Right now, Zac Brown Band, and Marcus King Band. I like the harmonies of Zac Brown, and Marcus King is a guitar prodigy that has a voice that sounded way more mature than it should have when he was younger than 20 years old. I discovered him while I was listening to some blues on YT. I've been following his band for the past few years. 
https://youtu.be/CRpOqZqlHRY

Here's a video of him when he was invited to the Big House in Macon, GA by Warren Hayes and asked to play on Duane Allman's Gold Top and Hummingbird.
https://youtu.be/CismuSu99t4


----------



## social port (Jun 19, 2017)

Ware said:


> So if there was ever a song/music video that was relevant to a lawn forum, this is it... :bandit:
> 
> https://www.youtube.com/watch?v=y1HtM3Iv3lU​
> What are you listening to?


 Oh wow!! I don't know whether to laugh or applaud. Those guys are doing a very specific type of rap (dad rap? Thug family? Paternal rhymes?). They're representing dad life. Love it!


----------



## social port (Jun 19, 2017)

MarkV said:


> The Music's Not Over by PANTyRAiD. At ~ 40 sec it gets real.


Thanks for tuning me into this. Fun stuff. I used to litsten to Portishead quite a bit.

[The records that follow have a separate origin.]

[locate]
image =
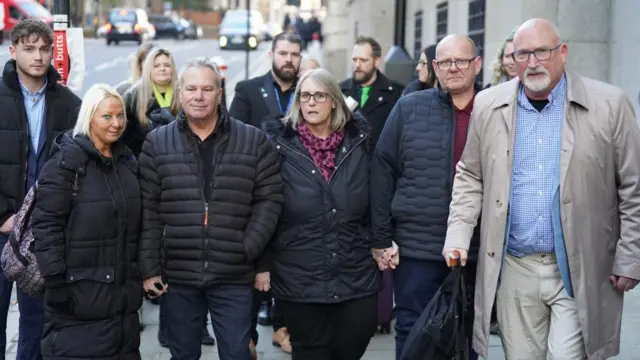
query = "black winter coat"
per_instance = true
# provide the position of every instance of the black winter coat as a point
(322, 250)
(61, 107)
(207, 241)
(86, 247)
(382, 97)
(414, 169)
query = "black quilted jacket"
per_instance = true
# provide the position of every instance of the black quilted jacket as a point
(207, 241)
(412, 176)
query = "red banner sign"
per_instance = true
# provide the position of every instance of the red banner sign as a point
(61, 55)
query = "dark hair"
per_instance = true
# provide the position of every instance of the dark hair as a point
(376, 50)
(286, 36)
(29, 27)
(430, 53)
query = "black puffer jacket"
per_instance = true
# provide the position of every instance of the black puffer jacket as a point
(61, 108)
(413, 176)
(241, 215)
(86, 247)
(322, 250)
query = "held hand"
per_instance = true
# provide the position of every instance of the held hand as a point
(622, 283)
(452, 255)
(263, 281)
(8, 225)
(154, 287)
(394, 256)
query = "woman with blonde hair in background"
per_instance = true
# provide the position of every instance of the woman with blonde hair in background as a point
(151, 103)
(504, 68)
(320, 264)
(136, 67)
(86, 224)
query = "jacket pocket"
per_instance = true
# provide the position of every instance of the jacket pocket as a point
(92, 292)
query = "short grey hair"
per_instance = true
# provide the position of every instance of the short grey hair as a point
(321, 77)
(201, 62)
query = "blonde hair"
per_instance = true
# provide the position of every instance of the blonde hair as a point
(499, 75)
(145, 84)
(321, 77)
(90, 102)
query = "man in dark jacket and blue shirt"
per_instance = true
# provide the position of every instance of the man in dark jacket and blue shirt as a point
(212, 195)
(35, 109)
(414, 165)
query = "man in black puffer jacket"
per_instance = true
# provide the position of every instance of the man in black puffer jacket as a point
(35, 108)
(212, 195)
(413, 167)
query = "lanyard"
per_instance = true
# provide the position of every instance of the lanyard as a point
(280, 104)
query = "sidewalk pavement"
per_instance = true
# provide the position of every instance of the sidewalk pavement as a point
(380, 348)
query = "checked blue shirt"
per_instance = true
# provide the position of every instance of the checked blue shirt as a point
(538, 137)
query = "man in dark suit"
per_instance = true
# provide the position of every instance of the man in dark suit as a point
(257, 99)
(270, 95)
(375, 93)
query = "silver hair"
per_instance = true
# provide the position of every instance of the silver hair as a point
(201, 62)
(321, 77)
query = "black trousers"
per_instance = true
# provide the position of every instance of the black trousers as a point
(339, 331)
(277, 319)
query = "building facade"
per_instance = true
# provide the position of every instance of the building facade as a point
(603, 35)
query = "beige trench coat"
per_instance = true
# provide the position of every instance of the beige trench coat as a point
(599, 195)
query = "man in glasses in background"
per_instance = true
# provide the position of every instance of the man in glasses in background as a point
(552, 164)
(413, 165)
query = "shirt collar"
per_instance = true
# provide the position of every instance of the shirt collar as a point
(557, 95)
(25, 90)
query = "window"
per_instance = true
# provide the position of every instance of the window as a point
(442, 20)
(476, 27)
(417, 34)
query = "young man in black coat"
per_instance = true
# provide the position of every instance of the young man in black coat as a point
(262, 98)
(35, 109)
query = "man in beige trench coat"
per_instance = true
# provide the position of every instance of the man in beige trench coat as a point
(561, 299)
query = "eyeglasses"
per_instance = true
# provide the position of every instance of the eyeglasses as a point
(461, 64)
(539, 54)
(318, 97)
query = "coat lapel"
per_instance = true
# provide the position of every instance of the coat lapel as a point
(267, 92)
(575, 96)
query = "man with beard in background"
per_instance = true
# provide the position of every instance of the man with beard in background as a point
(374, 92)
(270, 95)
(257, 99)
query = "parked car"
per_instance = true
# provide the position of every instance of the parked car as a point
(192, 30)
(166, 27)
(128, 24)
(234, 35)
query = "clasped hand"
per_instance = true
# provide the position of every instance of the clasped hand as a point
(388, 258)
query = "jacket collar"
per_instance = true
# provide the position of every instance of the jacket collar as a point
(10, 76)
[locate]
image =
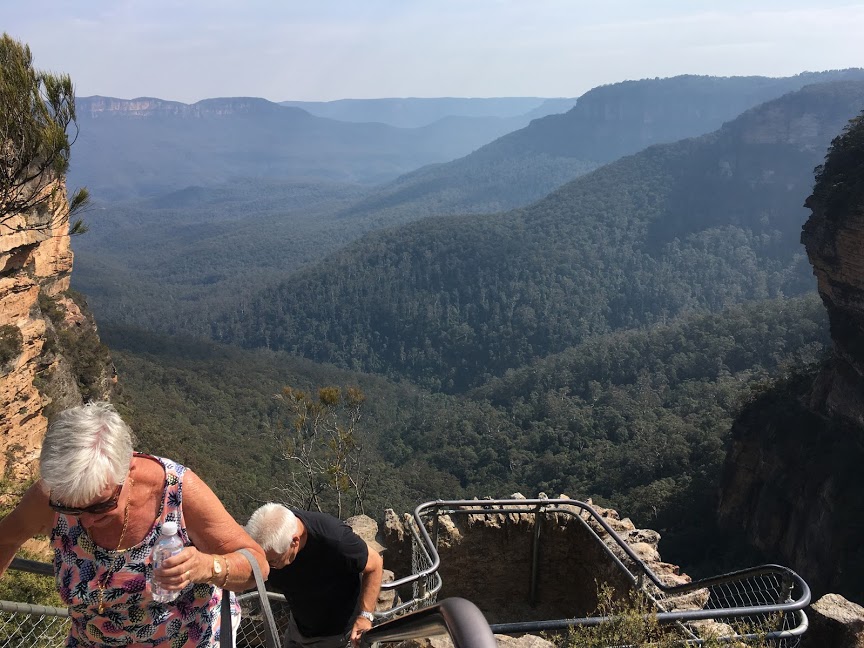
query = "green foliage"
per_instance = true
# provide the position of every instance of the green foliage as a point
(449, 302)
(11, 341)
(636, 419)
(29, 588)
(631, 621)
(179, 262)
(839, 185)
(37, 109)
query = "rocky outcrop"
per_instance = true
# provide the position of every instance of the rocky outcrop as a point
(487, 559)
(41, 367)
(835, 622)
(791, 481)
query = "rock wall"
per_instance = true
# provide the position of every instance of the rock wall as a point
(487, 559)
(791, 481)
(39, 374)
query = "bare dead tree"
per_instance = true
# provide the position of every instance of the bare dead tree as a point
(37, 109)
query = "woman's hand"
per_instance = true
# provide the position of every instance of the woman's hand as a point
(188, 566)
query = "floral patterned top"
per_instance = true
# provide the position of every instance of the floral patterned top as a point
(131, 617)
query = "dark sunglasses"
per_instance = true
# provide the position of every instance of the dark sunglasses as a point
(99, 507)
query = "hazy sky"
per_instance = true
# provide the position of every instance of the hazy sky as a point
(188, 50)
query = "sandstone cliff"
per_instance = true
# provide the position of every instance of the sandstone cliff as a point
(792, 476)
(51, 357)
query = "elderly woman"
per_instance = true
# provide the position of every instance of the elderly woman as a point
(103, 506)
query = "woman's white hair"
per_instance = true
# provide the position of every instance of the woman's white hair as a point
(85, 449)
(273, 526)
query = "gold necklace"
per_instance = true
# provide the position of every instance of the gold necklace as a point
(109, 574)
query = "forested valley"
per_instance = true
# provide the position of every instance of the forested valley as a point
(597, 341)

I recently discovered DJ Krush. Not really the same kind of music, but there is some overlap.



Colonel K0rn said:


> Right now, Zac Brown Band, and Marcus King Band.


Love the Zac Brown Band, CK. I listen to it anytime I am traveling south for vacation.
I had never heard of Marcus King, but he is incredible. I'm not sure whether I am more impressed with his voice or his guitar work. Some people are just made to do it.
The Zac Brown Band is pretty impressive, too, as a collection of high caliber musicians.


----------